Lesson 3: Properties of Radicals

New Concept

This lesson covers the essential properties of radicals. You'll learn to simplify, multiply, and divide radical expressions using the product ($\sqrt{ab} = \sqrt{a}\sqrt{b}$) and quotient rules, and how to add and subtract like radicals.

What’s next

Next, you'll work through interactive examples of simplifying radicals and then test your new skills with a set of practice cards.

Property

Product Rule for Radicals
If $a, b \geq 0$, then $\sqrt{ab} = \sqrt{a}\sqrt{b}$

Quotient Rule for Radicals
If $a \geq 0, b > 0$ then $\sqrt{\frac{a}{b}} = \frac{\sqrt{a}}{\sqrt{b}}$

It is just as important to remember that we do not have a sum or difference rule for radicals.
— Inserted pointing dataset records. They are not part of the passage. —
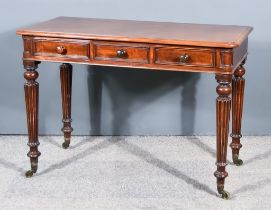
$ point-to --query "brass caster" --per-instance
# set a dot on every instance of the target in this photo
(224, 194)
(66, 144)
(29, 173)
(238, 162)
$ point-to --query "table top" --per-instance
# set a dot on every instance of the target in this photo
(226, 36)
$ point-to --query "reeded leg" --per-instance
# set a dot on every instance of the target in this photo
(66, 91)
(31, 88)
(223, 107)
(238, 85)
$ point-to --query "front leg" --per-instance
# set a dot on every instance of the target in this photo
(238, 86)
(223, 107)
(66, 91)
(31, 88)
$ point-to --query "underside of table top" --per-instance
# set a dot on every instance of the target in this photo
(223, 36)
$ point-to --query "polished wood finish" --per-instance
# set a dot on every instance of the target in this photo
(202, 57)
(223, 107)
(63, 48)
(238, 86)
(141, 31)
(214, 49)
(31, 88)
(66, 92)
(126, 52)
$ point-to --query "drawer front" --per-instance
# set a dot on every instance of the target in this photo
(204, 57)
(66, 48)
(125, 52)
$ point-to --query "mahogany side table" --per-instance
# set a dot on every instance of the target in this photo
(217, 49)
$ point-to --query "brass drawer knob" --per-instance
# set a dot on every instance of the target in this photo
(121, 53)
(184, 58)
(61, 50)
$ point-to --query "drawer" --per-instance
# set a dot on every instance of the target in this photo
(125, 52)
(204, 57)
(66, 48)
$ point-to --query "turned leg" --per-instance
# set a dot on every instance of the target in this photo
(238, 85)
(31, 88)
(223, 107)
(66, 91)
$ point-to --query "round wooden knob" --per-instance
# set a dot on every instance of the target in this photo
(121, 53)
(184, 58)
(61, 50)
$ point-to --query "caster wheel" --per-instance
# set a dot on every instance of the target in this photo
(238, 162)
(224, 194)
(65, 145)
(29, 174)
That is, in general, $\sqrt{a + b} \neq \sqrt{a} + \sqrt{b}$ and $\sqrt{a - b} \neq \sqrt{a} - \sqrt{b}$.

Property

To Simplify a Square Root:

1. Factor any perfect squares from the radicand.
2. Use the product rule to write the radical as a product of two square roots.
3. Simplify the square root of the perfect square.

Examples

• To simplify $\sqrt{50}$, we find the perfect square factor 25. So, $\sqrt{50} = \sqrt{25 \cdot 2} = \sqrt{25}\sqrt{2} = 5\sqrt{2}$.
• To simplify $\sqrt{72}$, we use the largest perfect square factor, 36. So, $\sqrt{72} = \sqrt{36 \cdot 2} = \sqrt{36}\sqrt{2} = 6\sqrt{2}$.
• To simplify $\sqrt{108}$, we factor it as $\sqrt{36 \cdot 3}$. This simplifies to $\sqrt{36}\sqrt{3} = 6\sqrt{3}$.

Explanation

Simplifying a radical means pulling out any perfect square factors hiding inside the radicand. Find the largest perfect square that divides your number, separate it, and take its root, leaving the rest inside.

Property

To take the square root of an even power, we divide the exponent by 2.

Examples

• For an even power: $\sqrt{y^{14}} = y^{14/2} = y^7$.
• For an odd power: $\sqrt{z^{11}} = \sqrt{z^{10} \cdot z} = \sqrt{z^{10}}\sqrt{z} = z^5\sqrt{z}$.
• Combining numbers and variables: $\sqrt{48a^9} = \sqrt{16a^8 \cdot 3a} = \sqrt{16a^8}\sqrt{3a} = 4a^4\sqrt{3a}$.

Explanation

For variables, taking a square root is the inverse of squaring. You can just halve an even exponent. If the exponent is odd, split it into an even part and a single leftover variable to keep under the root.

Property

Square roots with identical radicands are called like radicals. We can add or subtract like radicals in the same way that we add or subtract like terms, namely by adding or subtracting their coefficients. For example, $2\sqrt{2} + 3\sqrt{2} = 5\sqrt{2}$.

Examples

• Combining like radicals: $9\sqrt{5} - 4\sqrt{5} = (9-4)\sqrt{5} = 5\sqrt{5}$.
• Unlike radicals cannot be combined: $8\sqrt{3} + 2\sqrt{7}$ cannot be simplified into a single term.
• Sometimes you must simplify first: $\sqrt{18} + \sqrt{50} = \sqrt{9 \cdot 2} + \sqrt{25 \cdot 2} = 3\sqrt{2} + 5\sqrt{2} = 8\sqrt{2}$.

Explanation

You can only add or subtract radicals if the number inside the square root (the radicand) is exactly the same. Think of $\sqrt{3}$ as a variable like $x$. You can combine $5x + 2x$ but not $5x + 2y$.